Sunday, November 23, 2014
Too Many Inquisition Feels
If you play video games, or even if you don't and you just like to think about video games (I don't know, someone might??), then you've probably thought about what your ideal video game would be like. I know I think about it a lot! Mass Effect is my favorite video game series and probably one of my favorite stories of all time. But it's missing something. It's perfect, I mean I would never change it and it's an experience I will never forget, but let's be real. There are no blonde templars in Mass Effect. And there are no masquerade balls or castles or bards in taverns playing songs about your adventures.
And all of that is in Dragon Age: Inquisition, which IF YOU'VE BEEN LIVING UNDER A ROCK is BioWare's latest installment in the Dragon Age series, and came out last Tuesday. So naturally I've done nothing with my life since then but play it. BECAUSE IT IS PERFECT.

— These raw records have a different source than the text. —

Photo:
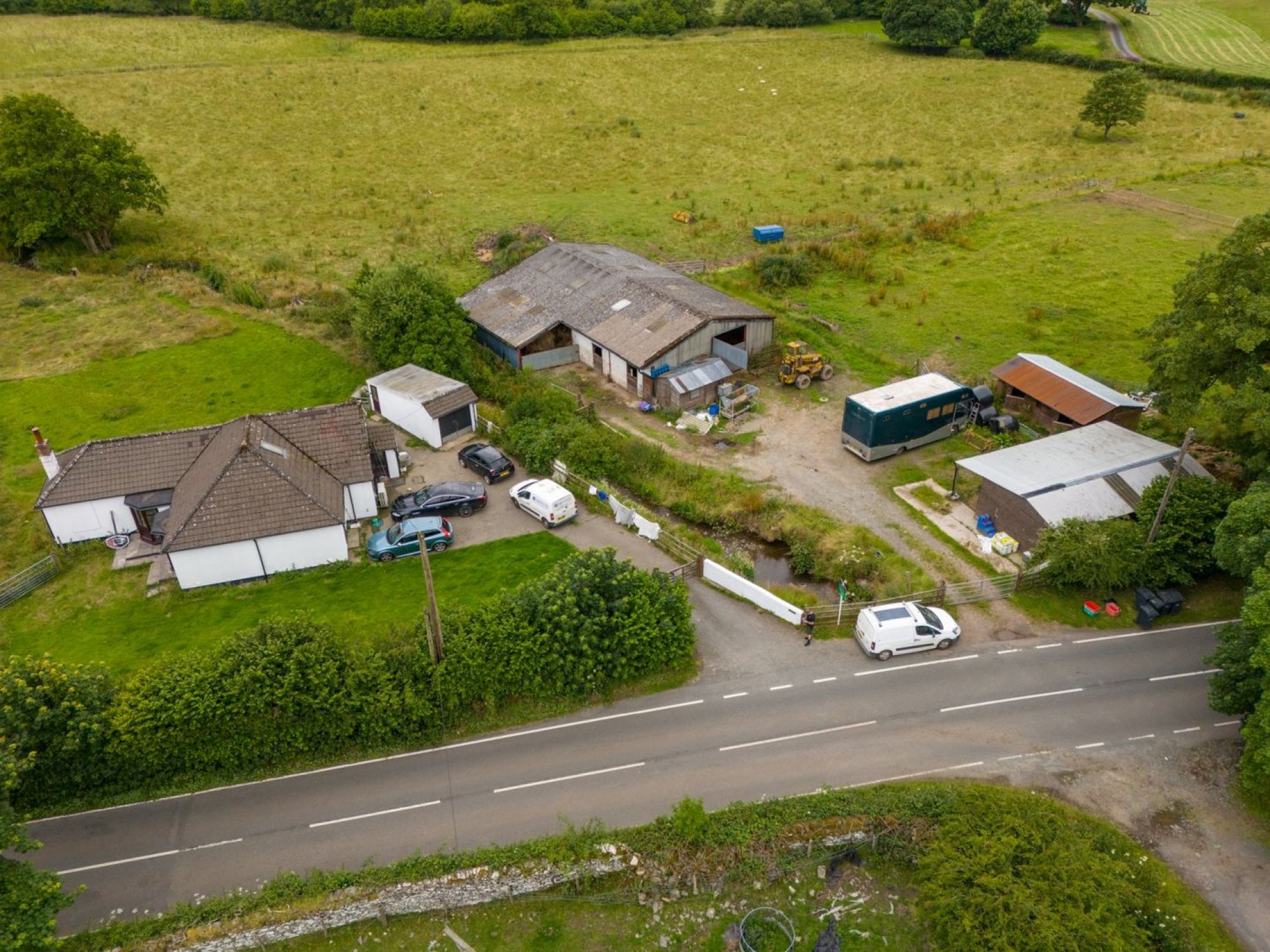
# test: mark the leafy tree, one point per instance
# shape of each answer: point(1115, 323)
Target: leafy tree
point(1238, 687)
point(1211, 356)
point(55, 720)
point(1243, 540)
point(30, 898)
point(928, 25)
point(1099, 558)
point(59, 178)
point(1008, 26)
point(408, 315)
point(1117, 98)
point(1183, 550)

This isn't going to be a review, because I'm only about 45 hours into the game and nowhere near finished, but I just have to write about it because it's swallowing me whole and I need to express my feels before I explode. I'm still not even sure this game is real, that's how good it is. I started playing when I was in the throes of a cold, so I was all delirious and kept thinking, "Is this really happening?? Is this game really this good?!" Yes. It is real! Unless I'm dreaming right now!
Just. This world is enveloping me so completely it's as real to me as ~real life~. It's open world, so you can pretty much explore wherever you want in a zone, unless there's a big ol' mountain in your way, or a dragon that you're too scared to try to fight ("run awayyy!"). That means it feels more like you're truly existing in a fully realized world that's there whether or not you have a quest to finish in the area. As you wander you find letters, chapters from books, and various bits of history or stories or personal anecdotes that add so much more depth to the setting. I'm constantly learning more about the world of Thedas, and losing myself in it is so easy.
The characters are just as real and complex as the setting, and I love every single one of them so much. Except for Solas. He's a big giant jerkface and I am aggressively not doing any of his stupid personal quests. Go to the Hinterlands yourself, Solas, if it's so important! Cullen, though. And Josephine (Leliana calls her "Josie", kill me). And CASSANDRA can we talk about Cassie because she is the tank of my dreams and one of my favorite characters of all time even though I hated her in Dragon Age 2. And I can't say enough about Varric, who writes erotic friend fiction, and Vivienne calling you "my dear" and Dorian's fucking mustache, and the Iron Bull's whole crew, and SERA'S PRANKS, I just can't with any of these people! I would fight and die for them without blinking an eye. Leading an inquisition is so much easier when surrounded by a whole buncha lovable badasses.
There are still so many things I want to write but I don't want to spoil anyone, so I won't go into much more detail. I'm just... I'm so in love with this game and I'm not even done! This despite the fact that my heart was broken last night during one of the quests. I won't say why, but BioWare... I hate you. You are a pile of masochistic jerks. There was a choice I had to make, and it was so awful and heart-wrenching I literally had a panic attack. Like, I started hyperventilating and my hands went numb and started doing that clenchy thing lol so I breathed into a pillow until I "calmed down", which meant I still kept sobbing uncontrollably but at least my hands were working? Thank god for my friends, who were there through all of it, talking me down and reminding me that it would all be okay. Eventually.
Let's be real though, BioWare is the best thing to ever happen to gaming. Thank you for being so wonderful, you pile of masochistic jerks.